German woman "killed while fighting IS"
March 9, 2015Hoffman was killed near the village of Tel Tamr in northeastern Syria on Saturday, according to Nawaf Khalil, a spokesman for the Kurdish Peoples Protection Units - a group Hoffmann is said to have joined six months ago.
The Kurdish forces, also known as YPG, are fighting members of Islamic State and are backed by US air strikes and local rebel fighters in Syria.
Tel Tamr is an area that has seen fierce fighting during recent weeks.
The Britain-based Syrian Observatory for Human Rights has also confirmed Hoffman's death. The 19-year-old was born in Germany to South African parents and had German citizenship.
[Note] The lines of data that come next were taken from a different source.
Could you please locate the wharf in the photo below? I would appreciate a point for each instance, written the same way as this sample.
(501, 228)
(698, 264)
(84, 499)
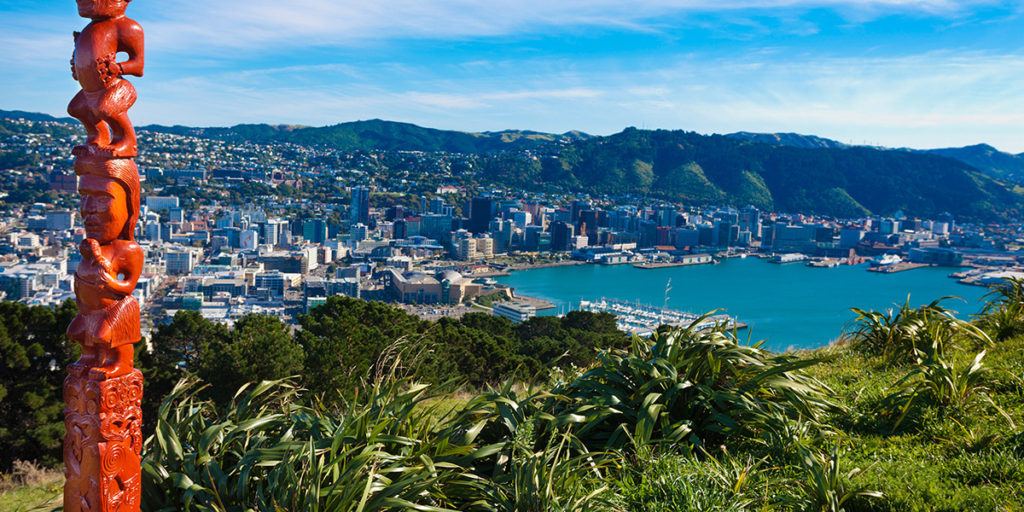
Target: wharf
(667, 264)
(642, 321)
(540, 304)
(897, 267)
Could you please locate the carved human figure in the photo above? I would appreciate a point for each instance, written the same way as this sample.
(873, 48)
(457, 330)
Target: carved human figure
(103, 101)
(108, 325)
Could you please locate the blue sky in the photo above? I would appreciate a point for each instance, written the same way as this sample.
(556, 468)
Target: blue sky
(896, 73)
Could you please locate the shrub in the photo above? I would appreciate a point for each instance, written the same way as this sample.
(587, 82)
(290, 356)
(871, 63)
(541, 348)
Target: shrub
(265, 452)
(688, 387)
(1004, 311)
(910, 334)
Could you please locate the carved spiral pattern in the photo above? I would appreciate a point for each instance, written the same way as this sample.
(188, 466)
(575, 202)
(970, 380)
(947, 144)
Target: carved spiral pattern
(115, 459)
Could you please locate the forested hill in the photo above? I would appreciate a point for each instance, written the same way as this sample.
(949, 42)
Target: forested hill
(999, 165)
(844, 182)
(378, 134)
(786, 172)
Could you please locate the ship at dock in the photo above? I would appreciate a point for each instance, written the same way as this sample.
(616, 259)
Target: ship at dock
(643, 320)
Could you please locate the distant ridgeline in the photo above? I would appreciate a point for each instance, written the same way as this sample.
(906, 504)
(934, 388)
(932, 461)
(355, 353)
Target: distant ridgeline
(776, 172)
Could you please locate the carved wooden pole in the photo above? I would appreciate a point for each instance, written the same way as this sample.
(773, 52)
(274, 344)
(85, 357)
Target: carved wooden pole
(102, 390)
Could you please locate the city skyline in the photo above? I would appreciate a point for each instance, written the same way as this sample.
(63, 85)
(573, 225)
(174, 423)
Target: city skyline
(920, 74)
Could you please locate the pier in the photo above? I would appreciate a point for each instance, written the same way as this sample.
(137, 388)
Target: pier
(897, 267)
(643, 321)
The exact circumstances of her death are not clear.
She is the first foreign woman to die fighting alongside Kurdish forces in Syria, the Observatory said.
The German government has not confirmed her death.
According to the Kurdish news agency Firat, Hoffman was also a member of the Turkish Marxist Leninist Communist Party. A number of party members allegedly joined the ranks of Kurdish forces in order to combat the Islamic State.
Women at the frontline
Idriss Nassan, spokesman for the Syrian Kurdish authorities in Kobani, paid tribute to the young German.
"We believe that this great lady believed in the fight for freedom and democracy and came and joined our forces because she wanted to fight along our side, and because she believed that what we are fighting for was right a cause," he told German news agency dpa.
Ivana Hoffman also allegedly appeared on a YouTube video, saying that she came to Syria because she wanted to fight for freedom.
Women make 35 percent of the YPG forces and receive the same training as their male comrades.
Over a hundred Westerners
Two more western fighters, Konstandinos Erik Scurfield from Great Britain and Ashley Johnston from Australia, have died in Syria during recent weeks.
The Syrian Observatory for Human Rights estimates that just over 100 Western fighters have joined the Kurds in Syria. They include Americans, French, Spanish and Dutch fighters, among others.
At the same time, the number of foreign militants fighting on the side of jihadists in Syria is believed to be much greater.